Experiments on the Diffusion of Dyes and Ions into Protein Crystals

Alexander McPherson, Steven B. Larson and Yuri G. Kuznetsov

Department of Molecular Biology and Biochemistry, University of California, Irvine,
Irvine, California, 92697  USA

Experiments have been carried out on 15 different protein crystals, most in the range of 0.5 to 1.5 mm dimensions, to measure the rates of diffusion of dye molecules into crystal interiors. Measurements have also been made of the diffusion of dyes through protein solutions of 50 mg/ml to 400 mg/ml concentration for comparison. We found in the course of our study that for most protein crystals, once saturated with dye (as indicated by their rich colors), the dye is retained in the crystals for at least six months, perhaps indefinitely, after the crystals are submerged in large volumes of clear, dye free mother liquor. This indicates strong association of the dyes with the interior of the crystals. Dialysis experiments further indicate a strong association between the dyes and the protein molecules even in solution. X-ray diffraction experiments on over 25 dye-saturated lysozyme, thaumatin and trypsin crystals, however, failed to reveal (with a few noteworthy exceptions) any difference electron density indicative of ordered binding. This raises the question of how high affinity between proteins and small molecules can arise from completely disordered interactions.

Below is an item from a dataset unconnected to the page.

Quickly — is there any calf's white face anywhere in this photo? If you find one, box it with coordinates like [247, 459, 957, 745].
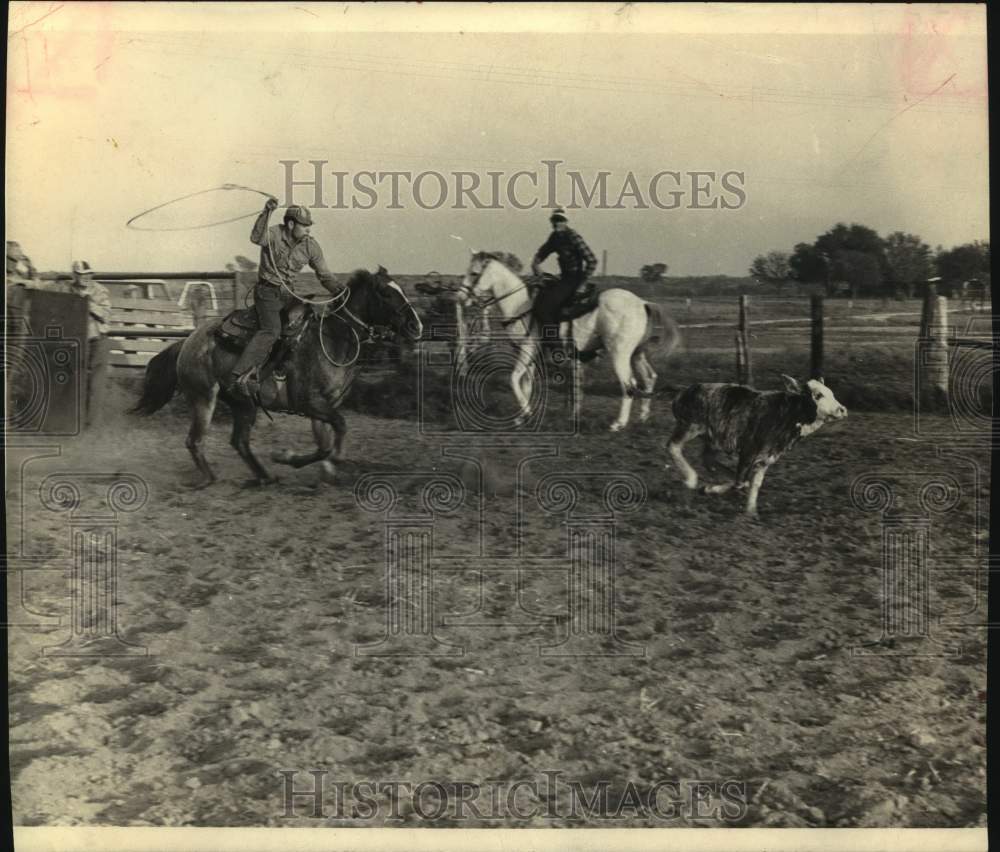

Some of the dyes we use are pH sensitive (pH indicator dyes) and change color as a function of H+ concentration. We exploited the color change of numerous dye-saturated crystals to measure the rates of H+ movement into and out of crystals as the pH of the mother liquor was changed. Some other dyes are sensitive to reduction by, among others, bisulfite or dithionite. Again, color changes within the dye-saturated crystals were used to measure the rates of flow of reductants into the crystals and the rates of subsequent reoxidation of the crystal bound dyes by ambient oxygen. We were further able to saturate protein crystals simultaneously with pH sensitive dyes and redox sensitive dyes and then produce a sequence of color changes in protein crystals by addition of reductants followed by changes in pH of the mother liquor.

Finally, we made the observation that, in general, crystals grown from PEG or other polymers of similar characteristics, unlike those grown from salt, MPD, low ionic strength, etc., can not be stained using any of the more than 30 dyes we investigated. Dyes appear to be barred from entering these crystals. We will discuss possible implications of this observation for crystals grown from PEG, and the mechanism by which PEG promotes crystallization.